Siem Reap- Vila flutuante no período seco, vale a pena?

Chegamos no Cambodja depois de uma longa jornada. Era de manhã, mas nosso dia tinha começado há quase 24 horas. A Singapore airlines ainda perdeu nossa mala, era ano novo chinês e o hotel estava lotado portanto não puderam nos dar um early check in. Eu queria fazer qualquer coisa, menos turismo. Mas a recepção foi tão linda, os cambojanos são tão fofos, que aquela aura de amor que nos cercava nos convenceu que deveríamos conhecer algo naquele dia. Templos, nem pensar. Eu queria estar descansada e inteira para dar de cara com Angkor a primeira vez. Então resolvemos encarar um tempo no tuk tuk e ir a vila flutuante.
Floating village Cambodia
Fui completamente cética, pois já tinha ouvido todo o tipo de comentário a respeito, mas a grande maioria não era muito bom. Fomos para não perder o dia simples e puramente. Saíamos as 2 tarde do hotel,depois de um banho renovador. No começo do passeio achei bacana, mas nada imperdível. Muitas casas, aquele clima de cidade do inteiror e muita plantação de arroz com os campos mais verdes que você puder imaginar.
plantacao de arroz
E o passeio continuava, mas nada muito interessante a ponto de me fazer esquecer o sono. Era seca afinal, e vimos muito pouco da parte realmente flutuante da vila.
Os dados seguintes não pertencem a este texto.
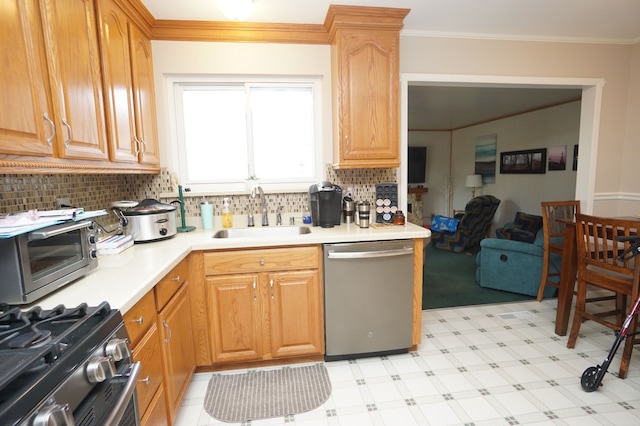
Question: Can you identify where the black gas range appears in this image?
[0,303,140,426]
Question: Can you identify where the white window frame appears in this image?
[167,75,324,195]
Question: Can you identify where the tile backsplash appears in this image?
[0,165,397,225]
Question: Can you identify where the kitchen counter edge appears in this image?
[28,223,431,313]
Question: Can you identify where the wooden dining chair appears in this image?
[567,214,640,379]
[537,200,580,302]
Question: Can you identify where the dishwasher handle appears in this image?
[327,247,413,259]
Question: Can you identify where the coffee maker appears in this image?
[309,181,342,228]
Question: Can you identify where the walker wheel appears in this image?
[580,367,600,392]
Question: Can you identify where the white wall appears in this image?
[153,36,640,215]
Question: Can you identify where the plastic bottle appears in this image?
[200,197,213,229]
[222,197,233,228]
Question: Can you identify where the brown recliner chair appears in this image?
[431,195,500,253]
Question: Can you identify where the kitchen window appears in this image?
[174,79,322,193]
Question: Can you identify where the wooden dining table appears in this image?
[555,216,638,336]
[555,219,578,336]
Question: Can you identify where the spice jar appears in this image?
[393,210,404,225]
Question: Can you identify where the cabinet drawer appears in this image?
[122,291,156,346]
[204,246,320,275]
[133,324,162,413]
[156,259,187,312]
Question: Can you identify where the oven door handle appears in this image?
[29,220,91,241]
[104,361,142,425]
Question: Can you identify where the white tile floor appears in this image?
[176,299,640,426]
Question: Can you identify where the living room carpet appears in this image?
[204,363,331,423]
[422,244,534,310]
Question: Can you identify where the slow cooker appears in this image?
[121,198,177,243]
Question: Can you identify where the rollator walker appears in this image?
[580,235,640,392]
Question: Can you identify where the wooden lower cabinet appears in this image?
[133,324,164,416]
[123,260,195,425]
[140,388,170,426]
[158,282,195,423]
[204,246,324,364]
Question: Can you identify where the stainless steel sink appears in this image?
[213,226,311,238]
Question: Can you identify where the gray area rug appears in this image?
[204,363,331,423]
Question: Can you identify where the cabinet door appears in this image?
[140,388,171,426]
[41,0,108,160]
[158,282,195,420]
[0,0,55,156]
[206,274,262,362]
[334,31,400,167]
[268,270,324,358]
[133,324,162,415]
[129,23,160,165]
[98,0,138,163]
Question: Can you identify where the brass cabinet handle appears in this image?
[43,112,56,146]
[62,118,73,148]
[162,320,171,345]
[269,278,276,300]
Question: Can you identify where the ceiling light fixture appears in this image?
[218,0,253,21]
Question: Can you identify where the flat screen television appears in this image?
[407,146,427,184]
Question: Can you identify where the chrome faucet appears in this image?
[251,185,269,226]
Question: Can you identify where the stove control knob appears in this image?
[87,356,116,383]
[104,339,131,362]
[33,404,74,426]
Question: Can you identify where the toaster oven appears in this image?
[0,220,98,305]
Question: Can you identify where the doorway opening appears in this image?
[398,74,604,213]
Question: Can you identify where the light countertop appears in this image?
[25,223,431,313]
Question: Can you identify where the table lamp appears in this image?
[464,175,482,199]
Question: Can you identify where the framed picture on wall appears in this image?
[500,148,547,174]
[547,145,567,171]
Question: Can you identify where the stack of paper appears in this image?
[0,208,107,238]
[97,235,133,256]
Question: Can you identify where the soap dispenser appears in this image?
[222,197,233,228]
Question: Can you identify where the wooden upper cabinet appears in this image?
[98,0,138,163]
[41,0,108,160]
[325,5,409,169]
[129,23,160,166]
[0,0,55,156]
[98,0,160,166]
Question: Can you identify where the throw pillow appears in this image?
[431,215,460,232]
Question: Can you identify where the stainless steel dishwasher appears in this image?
[324,240,413,361]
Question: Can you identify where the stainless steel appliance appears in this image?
[309,181,342,228]
[115,198,177,243]
[0,220,98,305]
[324,240,413,361]
[0,303,140,426]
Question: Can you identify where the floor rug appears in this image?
[422,244,535,310]
[204,363,331,423]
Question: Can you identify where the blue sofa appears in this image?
[476,230,562,297]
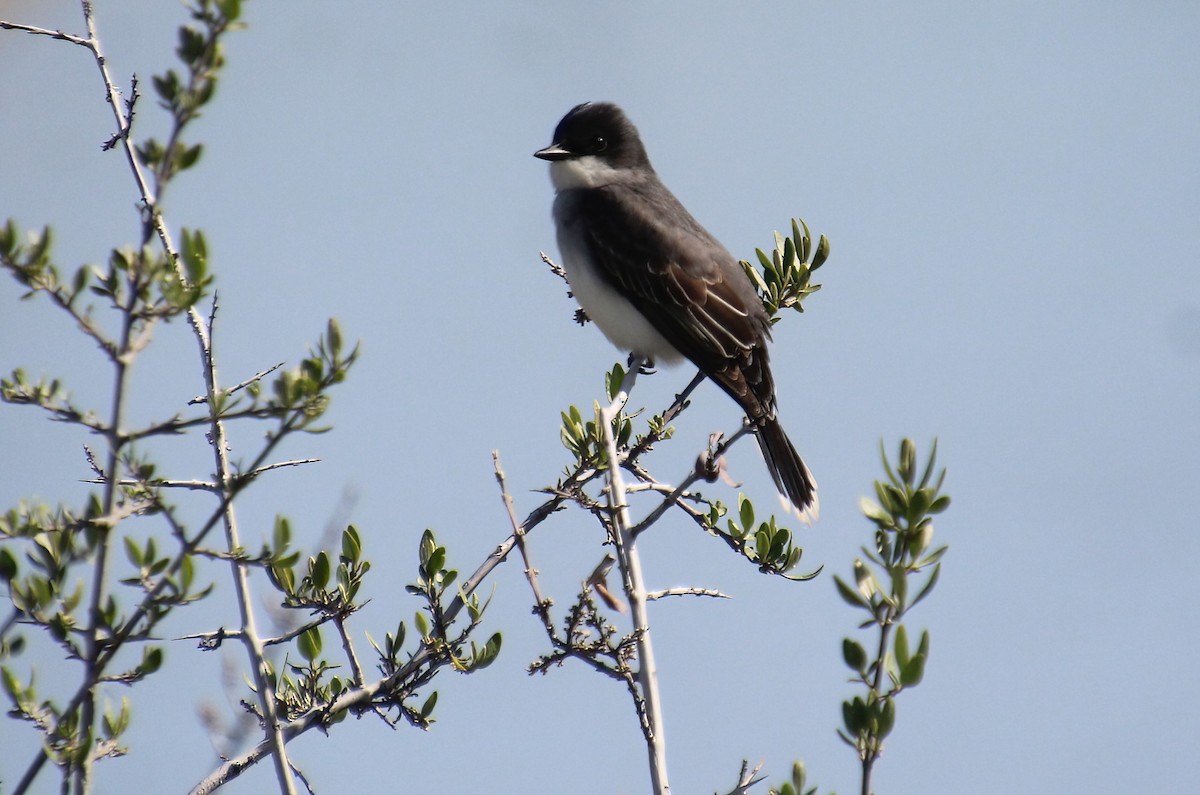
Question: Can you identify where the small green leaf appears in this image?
[138,646,162,675]
[421,691,438,718]
[892,624,910,668]
[841,638,866,674]
[308,551,329,591]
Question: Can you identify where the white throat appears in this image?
[550,155,620,193]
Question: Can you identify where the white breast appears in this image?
[554,198,683,364]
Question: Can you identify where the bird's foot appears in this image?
[625,353,658,376]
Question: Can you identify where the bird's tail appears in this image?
[755,419,821,522]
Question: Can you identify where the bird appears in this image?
[534,102,820,522]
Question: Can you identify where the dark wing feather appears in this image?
[577,184,775,422]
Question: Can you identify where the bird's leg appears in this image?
[676,370,707,404]
[625,353,655,376]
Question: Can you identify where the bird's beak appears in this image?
[533,144,571,161]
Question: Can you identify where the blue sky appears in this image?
[0,0,1200,795]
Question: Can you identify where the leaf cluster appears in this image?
[834,438,950,770]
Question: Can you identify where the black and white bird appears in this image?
[534,102,818,520]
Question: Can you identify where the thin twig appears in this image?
[646,587,733,602]
[600,358,671,795]
[0,19,96,52]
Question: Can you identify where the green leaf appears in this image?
[0,549,17,582]
[217,0,241,22]
[900,653,925,687]
[892,624,910,668]
[875,699,896,740]
[138,646,162,675]
[833,574,871,610]
[841,638,866,674]
[928,494,950,514]
[308,551,329,591]
[421,691,438,718]
[910,564,944,606]
[122,536,143,568]
[342,525,362,563]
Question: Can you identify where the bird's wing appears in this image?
[577,186,770,366]
[576,185,775,422]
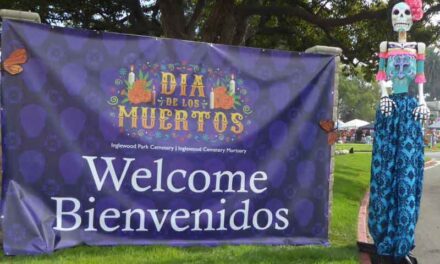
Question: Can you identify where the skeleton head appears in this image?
[391,2,413,32]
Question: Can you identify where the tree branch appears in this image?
[186,0,206,35]
[240,5,388,30]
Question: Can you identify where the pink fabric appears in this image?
[415,73,426,83]
[376,71,387,81]
[379,52,388,59]
[405,0,423,21]
[388,49,416,57]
Vimos casas no estilo palafitas gigantes. Tinha água embaixo, porco sendo criado numa estrutura em cima da água, os famosos meninos que usam bacias como meio de transporte, muita coisa interessante sim, mas talvez seja dificil ficar impressionado com uma vida ribeirinha depois das backwaters do Kerala.
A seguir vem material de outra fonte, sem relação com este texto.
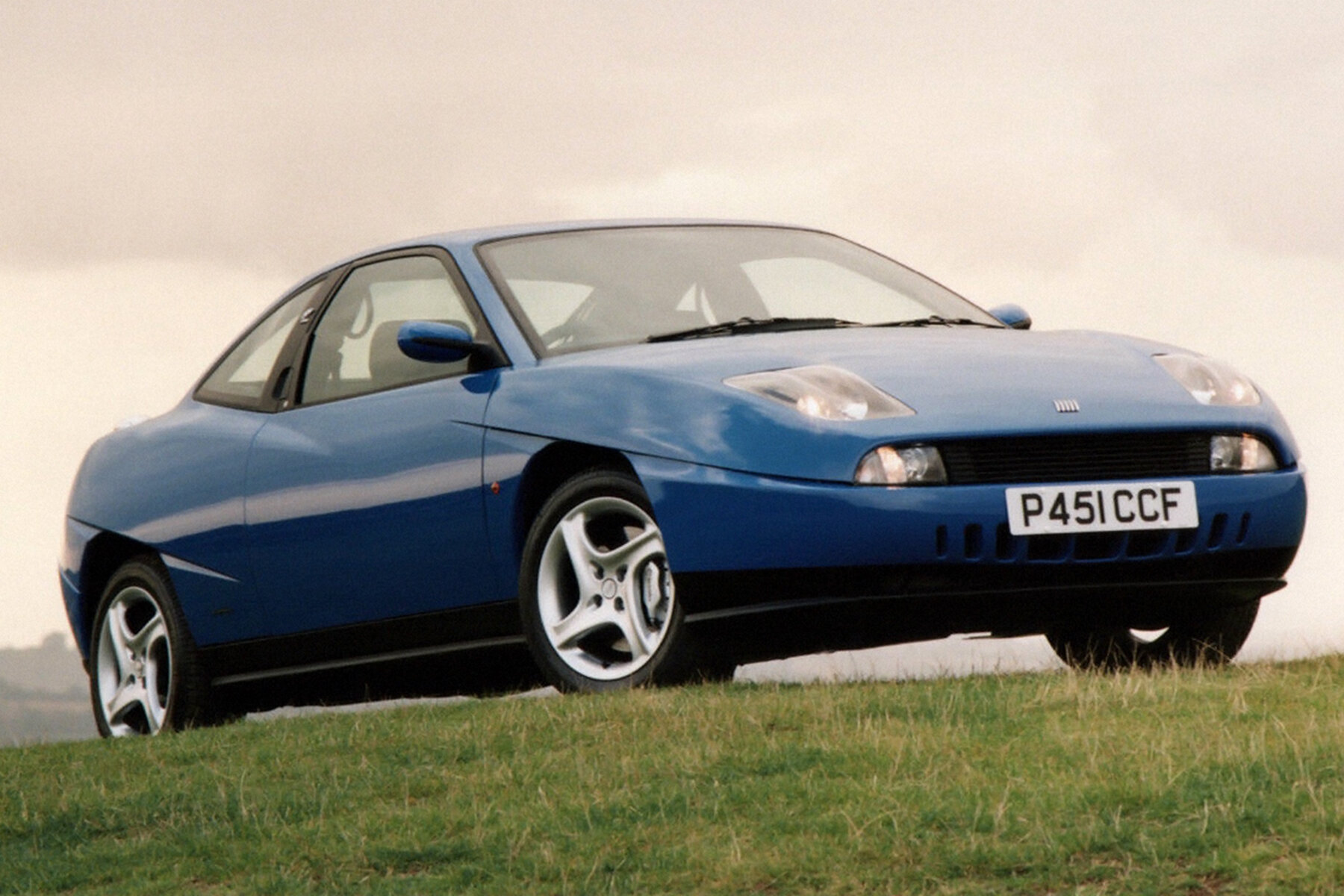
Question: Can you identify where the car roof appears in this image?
[338,217,815,261]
menino usando bacia de barco vila flutuante
Estavamos naquela, de “ok, bacaninha”, mas no meio do passeio cheguei a perguntar se a cama depois de uma refeição bem gostosa não teria sido uma opção melhor. Paramos perto do mangue e aí veio aquela irritação. Depois de pagar caríssimo pelo passeio você ainda tem que pagar mais se quiser dar uma volta pelo mangue nas canoas. “Para ajudar o povo”.
mulheres nas canoas
Mas o preço tanto do passeio quanto dessa voltinha nas canoas vai muito além da realidade no Camboja e eu duvido que metade desse dinheiro vá para a mão do povo mesmo. Já me irritei, embora ninguém tenha nos coagido a absolutamente nada. Mas não pagamos pelo passeio extra, irritamos o “dono das canoas” de volta gastando um bom tempo fotografando a área enquanto ele perguntava se iriamos ou não na canoa.
manguezal Siem Reap
Quase no final do passeio, o nosso guia ofereceu parar. Na seca, você pode andar no meio das casas, e ver algo que na cheia só é possível de barco(ou talvez nem seja possível,não sei) Nós aceitamos. E aí tudo mudou. Fomos a um templo e caminhamos pela vila.
Kompong Phluk 3
Andamos e tomamos uma cerveja sob olhares curiosos. Vimos um pouco da vida da vila, crianças empolgadas e usando o que tivessem para brincar mostrando para a gente que não é preciso muito para ser feliz. A alegria das pessoas em poder caminhar, pular, jogar futebol nos contagiou. Eles devem  ter outro tipo de distração na cheia, uma vida um pouco diferente.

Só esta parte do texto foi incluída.